Making False Representations to Standard Setting Organization and Bringing Patent Infringement Litigation in China Does Not Support Antirust Action Based on Claim of U.S. Injury

The World in U.S. Courts: Summer 2013 - Antitrust/Competition
May.14.2013

Lotes Co. v. Hon Hai Precision Indus. Co. (U.S. District Court, S.D.N.Y. May 14, 2013)

A district court in New York concluded that a Chinese manufacturer of USB 3.0 connectors that alleged that its competitors failed to license its patents, and that had sued it in China, could not show that the court had subject matter jurisdiction over the case pursuant to the “domestic injury exception” to the Foreign Trade Antitrust Improvement Act (“FTAIA”).

Facts

Plaintiff Lotes Co. (“Lotes”), a Chinese manufacturer of USB 3.0 connectors, supplies those connectors to manufacturers of motherboards in China. The motherboards are sold to original equipment manufacturers in China which manufacture finished computers for name-brand computer manufacturers in China. The computers are then shipped to the U.S. for sale.

A standard-setting organization (“SSO”) called USB Implementers Forum (“USB-IF”) evaluated relevant patent and IP owned by various USB 3.0 connector manufacturers and incorporated some into an industry-wide standard. The defendants, Chinese manufacturers of USB 3.0 connectors that compete with Lotes, contributed technology to the SSO and agreed to license that technology on reasonable and non-discriminatory (“RAND”) terms.
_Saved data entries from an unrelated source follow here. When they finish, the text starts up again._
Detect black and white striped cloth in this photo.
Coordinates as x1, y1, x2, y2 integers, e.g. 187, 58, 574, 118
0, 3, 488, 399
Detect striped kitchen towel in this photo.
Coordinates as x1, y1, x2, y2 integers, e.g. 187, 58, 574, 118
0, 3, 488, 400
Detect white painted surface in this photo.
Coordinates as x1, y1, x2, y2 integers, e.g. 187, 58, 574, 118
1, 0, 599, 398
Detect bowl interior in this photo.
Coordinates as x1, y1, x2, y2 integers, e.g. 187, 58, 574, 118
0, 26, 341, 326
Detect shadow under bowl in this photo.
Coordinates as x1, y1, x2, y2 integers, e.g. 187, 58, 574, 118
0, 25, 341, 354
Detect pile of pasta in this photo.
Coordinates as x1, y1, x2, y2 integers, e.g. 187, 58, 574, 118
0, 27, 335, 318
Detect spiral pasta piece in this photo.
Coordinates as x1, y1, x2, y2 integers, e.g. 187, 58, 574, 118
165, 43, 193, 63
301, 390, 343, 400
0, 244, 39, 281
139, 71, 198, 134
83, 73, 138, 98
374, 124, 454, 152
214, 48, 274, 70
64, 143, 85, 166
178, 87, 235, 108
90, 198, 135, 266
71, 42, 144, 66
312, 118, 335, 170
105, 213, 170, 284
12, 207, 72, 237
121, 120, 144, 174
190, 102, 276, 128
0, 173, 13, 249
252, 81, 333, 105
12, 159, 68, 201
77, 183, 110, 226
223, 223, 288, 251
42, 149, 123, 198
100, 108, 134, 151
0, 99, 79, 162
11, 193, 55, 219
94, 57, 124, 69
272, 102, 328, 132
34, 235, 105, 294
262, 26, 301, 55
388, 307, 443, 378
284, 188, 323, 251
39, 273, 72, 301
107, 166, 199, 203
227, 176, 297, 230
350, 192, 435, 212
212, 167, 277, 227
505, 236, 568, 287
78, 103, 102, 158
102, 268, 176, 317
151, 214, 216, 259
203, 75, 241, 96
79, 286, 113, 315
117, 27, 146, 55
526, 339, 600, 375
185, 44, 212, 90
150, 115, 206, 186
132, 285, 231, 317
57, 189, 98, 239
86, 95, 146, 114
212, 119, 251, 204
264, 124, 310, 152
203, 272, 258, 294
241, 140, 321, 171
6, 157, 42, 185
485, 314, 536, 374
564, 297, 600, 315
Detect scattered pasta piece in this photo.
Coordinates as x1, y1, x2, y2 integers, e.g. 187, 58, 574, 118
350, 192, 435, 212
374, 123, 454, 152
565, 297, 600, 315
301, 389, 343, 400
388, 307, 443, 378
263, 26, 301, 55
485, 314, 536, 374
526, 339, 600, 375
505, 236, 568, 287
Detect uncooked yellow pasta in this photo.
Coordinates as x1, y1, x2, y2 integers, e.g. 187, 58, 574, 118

Lotes filed a civil action under U.S. antitrust laws, alleging that it had been injured by the defendants’ refusal to issue RAND licenses and their having brought patent enforcement proceedings in China to prevent Lotes from using their technology. The defendants moved to dismiss.

Analysis

The court dismissed the case, holding that it did not have subject matter jurisdiction under the FTAIA. The Court first found that the FTAIA set up jurisdictional requirements, rejecting authority in other courts of appeals that the FTAIA merely affected the substantive requirements for an action to succeed. Then, it found that Lotes had not alleged conduct that, as required by the FTAIA, had a direct, substantial or reasonably foreseeable effect on commerce in the U.S. In the court’s view, any increase in computer prices or decrease in competition in the U.S. that resulted from the defendants’ foreign conduct was “simply too attenuated to establish the proximate causation required by the FTAIA.” Interestingly, in a footnote, the court stated that even if it had jurisdiction, it would consider dismissing Lotes’s antitrust claims as a matter of international comity.